Muslims around the world began fasting Sunday, May 5, to mark the start of the holy month of Ramadan. For a Muslim, this means waking up early, before the crack of dawn, to eat and pray. This will be a month-long observance where they avoid consuming food from sunrise to sunset and instead focus on prayer and reflection.
Here’s what you should know about Ramadan:
The Five Pillars of Islam
To understand Ramadan, one should first be familiar with the Five Pillars of Islam which are duties that are obligatory for every Muslim. These consist of Shahadah or reciting the Muslim profession of faith, Salat, the act of performing ritual prayers five times each day, Zakat, paying alms to benefit the poor and needy, Sawm, fasting during the month of Ramadan, and Hajj, the pilgrimage to Mecca.

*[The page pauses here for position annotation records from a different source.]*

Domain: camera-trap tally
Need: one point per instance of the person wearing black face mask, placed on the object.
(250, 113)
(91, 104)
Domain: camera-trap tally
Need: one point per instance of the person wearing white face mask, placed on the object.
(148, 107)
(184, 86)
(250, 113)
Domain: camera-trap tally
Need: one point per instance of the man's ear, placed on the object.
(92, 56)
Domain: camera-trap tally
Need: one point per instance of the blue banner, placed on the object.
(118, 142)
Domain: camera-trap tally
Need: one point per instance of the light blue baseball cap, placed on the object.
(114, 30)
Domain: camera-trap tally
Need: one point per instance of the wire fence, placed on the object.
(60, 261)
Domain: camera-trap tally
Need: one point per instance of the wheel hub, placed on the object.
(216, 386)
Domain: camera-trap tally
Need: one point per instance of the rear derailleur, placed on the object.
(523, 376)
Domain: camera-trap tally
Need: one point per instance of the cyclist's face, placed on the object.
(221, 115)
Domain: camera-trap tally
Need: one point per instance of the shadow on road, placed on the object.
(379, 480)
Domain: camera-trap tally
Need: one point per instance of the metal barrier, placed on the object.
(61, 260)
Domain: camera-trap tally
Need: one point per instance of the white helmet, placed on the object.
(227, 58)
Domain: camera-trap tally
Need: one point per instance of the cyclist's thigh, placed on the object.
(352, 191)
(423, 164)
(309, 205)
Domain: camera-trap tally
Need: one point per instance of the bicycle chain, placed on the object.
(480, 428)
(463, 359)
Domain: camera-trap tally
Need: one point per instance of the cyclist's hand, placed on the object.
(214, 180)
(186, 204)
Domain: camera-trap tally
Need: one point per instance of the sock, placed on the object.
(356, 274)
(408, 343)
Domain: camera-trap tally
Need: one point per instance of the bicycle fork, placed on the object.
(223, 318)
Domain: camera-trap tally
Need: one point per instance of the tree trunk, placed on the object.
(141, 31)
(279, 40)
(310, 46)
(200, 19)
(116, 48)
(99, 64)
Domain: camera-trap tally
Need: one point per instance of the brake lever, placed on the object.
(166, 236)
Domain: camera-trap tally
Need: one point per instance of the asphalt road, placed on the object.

These are the Pillars that Muslims must devote themselves to doing in order to live a good, faithful, and responsible life, according to Islam.
Sawm, the fourth Pillar
As part of their Five Pillars, Muslims are required to fast during daylight hours of the Ramadan, which is the ninth month of the Islamic calendar. This is where the Qur’an was believed to be first revealed to the Prophet Muhammad.
Muslims also believe that during Ramadan, the gates of Heaven are open, the gates of Hell are closed and the devils are chained up in Hell. This makes it easier for them to do good during the month by giving up bad habits, praying more, and reading the Qur’an.
Eating during Ramadan
Since Muslims should abstain from eating and drinking during daylight hours, they try to eat a large meal called suhur just before dawn. They break the fast by drinking water or eating dates, ensuring that they follow the example of Prophet Muhammad. In the evening, Muslims gather with family over a proper meal called iftar.
Why fasting is important
Fasting allows one to focus more on their spiritual well-being rather than the material and physical needs. During this time, Muslims to learn and reflect on a lot of things including self-discipline not only physically but spiritually as well. Muslims engage in extended prayers, focusing on actions and thoughts and cultivating better self-control and deeper spirituality.
What is practiced and avoided during Ramadan
Aside from fasting or abstaining from food during daylight hours for the entire month, Ramadan is also intended for them to exercise self-control in other areas including sleeping, sexual activity, consumption of alcohol, and smoking. These are all avoided from sunrise to sunset as a means of spiritual purification.
During Ramadan, mosques are filled with worshippers who go to attend long night prayers called Taraweeh Prayers, which usually last for two hours.
Muslims who aren’t fit to fast during Ramadan
Of course, there will be exceptions for those who are too young, pregnant, breastfeeding, or even those who aren’t willing to participate in Ramadan. Those who are old or ill can still choose to forego but they are obligated to practice fidya or the act of feeding one poor person for each day of the missed fast.
Ramadan 2019 and Eid’l Fitr
Ramadan doesn’t have a specific date since it depends on the Islamic lunar calendar. It begins when the new moon is seen, which is why it changes from year to year. This year, Ramadan started on the evening of May 5 and will end on June 3 or June 4, depending on when it started in a particular country.
Eid’l-Fitr is a celebration that marks the end of Ramadan. Muslims celebrate by dressing up and visiting their mosques for prayer. Families and friends also get together for celebratory meals and exchanging of gifts.
Ramadan etiquette for Non-Muslims
Non-Muslims can greet their Muslim friends a “Happy Ramadan” by saying the Arabic greeting “Ramadan Mubarak” which means “Happy Ramadan” or “Ramadan Kareem” which means “Have a generous Ramadan.”
Most importantly it all boils down to one word: respect. Non-Muslims should respect the rituals and practices of their Muslim friends. If they’re on a fast, re-consider inviting them for work lunch or encouraging them to drink with you. Non-Muslims should also accommodate work schedule changes for the entire month.